The treatment of iron artefacts has always been a problem for archaeologists, conservators and curators. Head conservator Paul Mardikian says: “Iron doesn’t like to be iron—it would like to be something else,” adding, “it has a tendency to revert back to its naturally occurring condition which is basically as an oxide.” Salts in the ground and ocean react with iron, causing accelerated corrosion. Once these objects are exposed to the atmosphere, they rapidly deteriorate. “Sometimes all you are left with is a pile of dust tagged with an inventory number,” says Mardikian.

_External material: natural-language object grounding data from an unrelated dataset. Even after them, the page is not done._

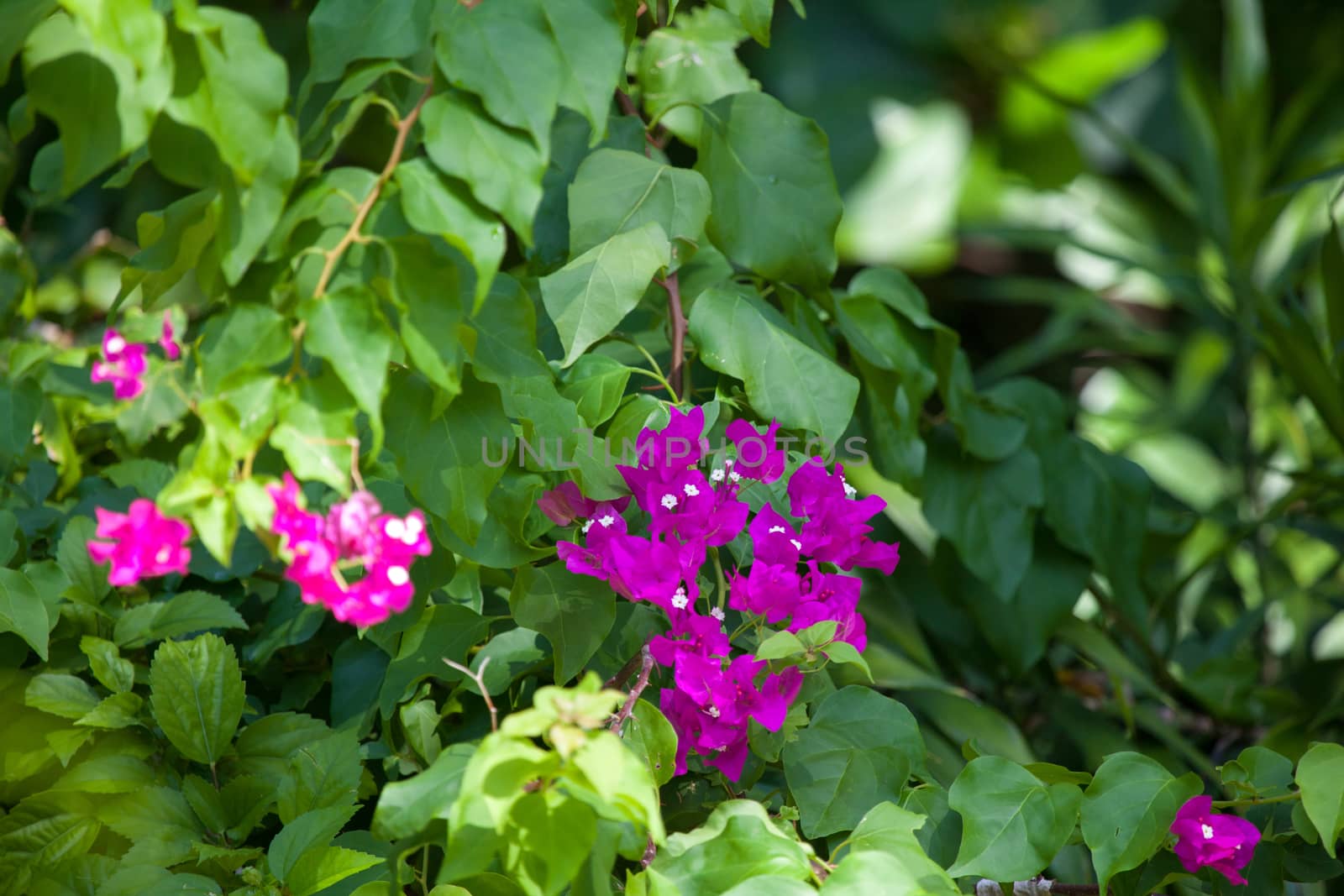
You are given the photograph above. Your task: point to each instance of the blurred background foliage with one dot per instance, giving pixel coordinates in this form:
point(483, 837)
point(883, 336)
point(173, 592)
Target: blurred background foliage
point(1126, 199)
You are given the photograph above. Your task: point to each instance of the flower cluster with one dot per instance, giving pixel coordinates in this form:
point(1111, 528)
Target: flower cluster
point(123, 363)
point(143, 543)
point(716, 694)
point(1205, 840)
point(355, 533)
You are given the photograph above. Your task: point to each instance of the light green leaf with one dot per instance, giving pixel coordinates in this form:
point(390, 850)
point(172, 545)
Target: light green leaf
point(1128, 809)
point(501, 165)
point(181, 614)
point(1012, 825)
point(858, 752)
point(593, 293)
point(322, 868)
point(528, 56)
point(786, 380)
point(616, 191)
point(344, 31)
point(776, 207)
point(24, 611)
point(575, 613)
point(197, 694)
point(441, 206)
point(349, 331)
point(1320, 777)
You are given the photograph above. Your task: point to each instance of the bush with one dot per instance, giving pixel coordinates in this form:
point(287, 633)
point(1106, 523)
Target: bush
point(470, 448)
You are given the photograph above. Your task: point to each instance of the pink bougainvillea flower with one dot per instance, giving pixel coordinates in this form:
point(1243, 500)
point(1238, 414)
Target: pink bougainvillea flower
point(714, 696)
point(168, 340)
point(123, 364)
point(143, 543)
point(354, 533)
point(1206, 840)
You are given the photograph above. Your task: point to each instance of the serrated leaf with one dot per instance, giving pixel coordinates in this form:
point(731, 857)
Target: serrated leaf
point(181, 614)
point(593, 293)
point(197, 694)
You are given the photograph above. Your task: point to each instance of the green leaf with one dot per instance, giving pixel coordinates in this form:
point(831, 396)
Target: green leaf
point(20, 403)
point(696, 62)
point(108, 667)
point(593, 293)
point(501, 165)
point(311, 829)
point(652, 738)
point(443, 457)
point(313, 432)
point(528, 56)
point(858, 752)
point(985, 508)
point(60, 694)
point(347, 329)
point(754, 15)
point(441, 206)
point(785, 379)
point(1128, 809)
point(344, 31)
point(737, 842)
point(24, 611)
point(616, 191)
point(407, 806)
point(443, 631)
point(322, 774)
point(776, 207)
point(1320, 777)
point(1012, 825)
point(197, 694)
point(575, 613)
point(596, 385)
point(181, 614)
point(322, 868)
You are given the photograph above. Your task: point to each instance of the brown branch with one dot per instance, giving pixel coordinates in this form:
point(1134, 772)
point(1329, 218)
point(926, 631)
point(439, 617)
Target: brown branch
point(640, 684)
point(676, 374)
point(403, 129)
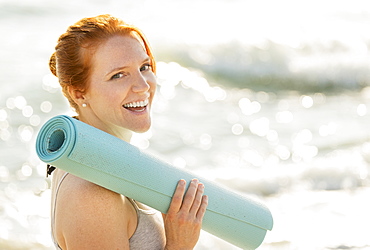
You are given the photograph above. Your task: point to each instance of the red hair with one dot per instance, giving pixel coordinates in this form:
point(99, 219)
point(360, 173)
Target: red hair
point(71, 61)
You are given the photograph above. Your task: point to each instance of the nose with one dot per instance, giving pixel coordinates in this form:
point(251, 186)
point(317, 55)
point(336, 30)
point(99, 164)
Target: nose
point(141, 83)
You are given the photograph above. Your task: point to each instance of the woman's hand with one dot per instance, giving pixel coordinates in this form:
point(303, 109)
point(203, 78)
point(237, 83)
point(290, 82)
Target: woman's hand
point(183, 220)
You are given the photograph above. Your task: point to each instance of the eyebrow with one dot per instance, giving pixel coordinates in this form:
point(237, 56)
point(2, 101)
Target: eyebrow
point(124, 67)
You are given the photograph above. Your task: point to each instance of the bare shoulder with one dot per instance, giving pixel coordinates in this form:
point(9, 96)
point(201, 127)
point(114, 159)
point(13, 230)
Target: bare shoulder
point(89, 215)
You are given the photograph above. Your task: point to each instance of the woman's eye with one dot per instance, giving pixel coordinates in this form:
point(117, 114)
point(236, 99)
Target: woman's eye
point(146, 67)
point(117, 76)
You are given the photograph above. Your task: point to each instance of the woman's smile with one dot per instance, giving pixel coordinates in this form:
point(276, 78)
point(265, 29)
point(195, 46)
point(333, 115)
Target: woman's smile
point(129, 86)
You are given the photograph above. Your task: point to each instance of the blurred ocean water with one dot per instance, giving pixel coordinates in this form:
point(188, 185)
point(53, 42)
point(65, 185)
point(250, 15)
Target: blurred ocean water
point(269, 98)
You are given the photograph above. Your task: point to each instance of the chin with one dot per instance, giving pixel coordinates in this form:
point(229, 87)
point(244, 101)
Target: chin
point(142, 129)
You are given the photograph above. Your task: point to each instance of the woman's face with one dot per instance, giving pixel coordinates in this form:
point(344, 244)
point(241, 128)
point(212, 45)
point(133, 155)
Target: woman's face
point(121, 88)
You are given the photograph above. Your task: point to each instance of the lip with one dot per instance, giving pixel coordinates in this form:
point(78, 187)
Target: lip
point(137, 104)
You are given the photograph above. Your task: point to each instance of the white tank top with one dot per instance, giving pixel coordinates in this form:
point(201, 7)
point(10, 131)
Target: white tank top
point(149, 233)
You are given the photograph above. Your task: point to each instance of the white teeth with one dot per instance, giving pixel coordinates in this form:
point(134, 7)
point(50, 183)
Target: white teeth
point(136, 104)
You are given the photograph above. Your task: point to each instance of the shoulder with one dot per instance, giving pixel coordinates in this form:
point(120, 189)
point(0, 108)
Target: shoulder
point(90, 214)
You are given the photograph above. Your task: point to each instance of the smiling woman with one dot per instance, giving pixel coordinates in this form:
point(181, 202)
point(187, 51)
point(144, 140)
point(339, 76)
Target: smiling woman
point(107, 72)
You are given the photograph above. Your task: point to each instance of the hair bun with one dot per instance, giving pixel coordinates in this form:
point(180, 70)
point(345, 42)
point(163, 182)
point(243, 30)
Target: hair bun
point(53, 64)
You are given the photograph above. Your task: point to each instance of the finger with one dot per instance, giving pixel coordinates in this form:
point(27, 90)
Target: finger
point(198, 199)
point(177, 197)
point(190, 195)
point(203, 208)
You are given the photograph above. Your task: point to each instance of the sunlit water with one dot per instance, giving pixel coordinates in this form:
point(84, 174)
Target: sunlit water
point(269, 98)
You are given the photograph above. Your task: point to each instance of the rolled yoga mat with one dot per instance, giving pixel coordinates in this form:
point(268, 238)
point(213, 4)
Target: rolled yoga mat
point(101, 158)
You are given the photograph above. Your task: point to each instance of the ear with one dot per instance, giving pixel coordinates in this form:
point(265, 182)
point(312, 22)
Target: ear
point(78, 96)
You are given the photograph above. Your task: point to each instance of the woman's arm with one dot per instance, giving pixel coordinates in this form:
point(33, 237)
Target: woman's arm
point(92, 217)
point(183, 220)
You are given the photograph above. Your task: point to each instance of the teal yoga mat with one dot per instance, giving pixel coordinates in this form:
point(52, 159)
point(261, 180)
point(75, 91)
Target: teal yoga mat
point(101, 158)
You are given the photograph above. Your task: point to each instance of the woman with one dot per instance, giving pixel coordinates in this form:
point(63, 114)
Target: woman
point(107, 72)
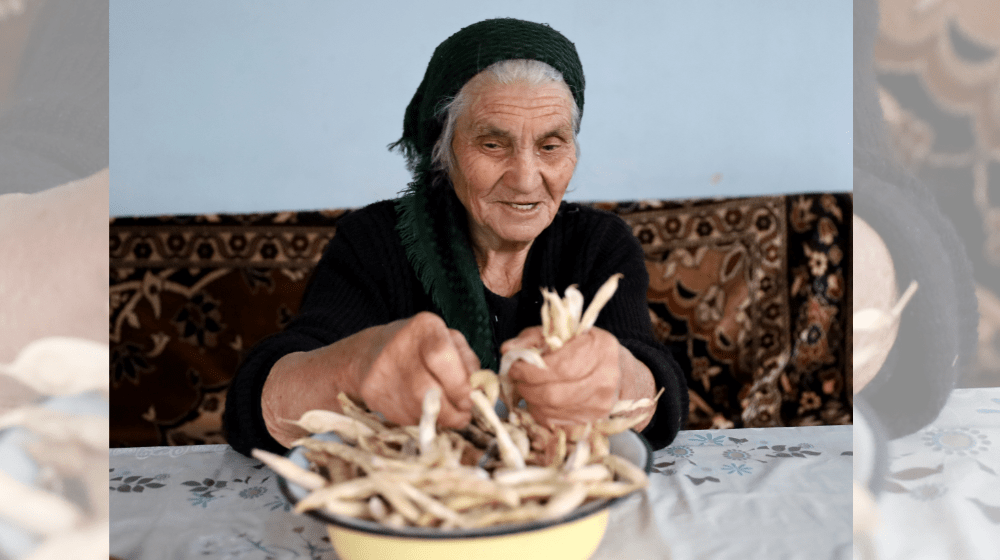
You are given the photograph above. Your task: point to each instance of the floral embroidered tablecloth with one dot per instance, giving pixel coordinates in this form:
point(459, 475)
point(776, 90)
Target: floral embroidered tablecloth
point(720, 494)
point(941, 496)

In 2004, Mardikian and his team began treating iron rivets from the Hunley in a subcritical reactor which subjects the objects to high levels of pressure. They found that they were able to penetrate the corrosion layers of the rivets in a fraction of the time of traditional methods (other treatments can take up to six months depending upon the size of the object) and, more importantly, without changing the physical nature of the object. Successful results on marine artefacts led the team to experiment on terrestrial artefacts.
The repercussions of this new technique on the fields of archaeology and conservation are potentially revolutionary. Conservation is a time-consuming and expensive practice. The use of a subcritical reactor will allow objects to be treated in batches rather than individually, drastically cutting time and expense.
Another added advantage of this new method is the ability to adjust the treatment to suit the artefact. Because this technique speeds up the treatment process, conservators can better monitor the object’s progress and adjust the level of alkaline solution as needed.
Mardikian warns that the full effects of this new technique will not be known for at least another ten years when artefacts that have undergone this treatment can be examined to see how they hold up. However, he remains “cautiously optimistic” saying: “The possibility of this technology are endless—this is just the Big Bang of this research.”
The team began their research using a small chamber capable of holding only 40 millilitres of liquid. They are currently conducting experiments on the Hunley’s ballast blocks in a 40-litre chamber and are already planning to build a chamber capable of holding 12 cubic metres of liquid to treat a cannon. They also intend to experiment using different copper-based metals such as bronze.
“Metal 2010”, an important international conference on historic metal conservation, will be held in Charleston from 11 to 15 October.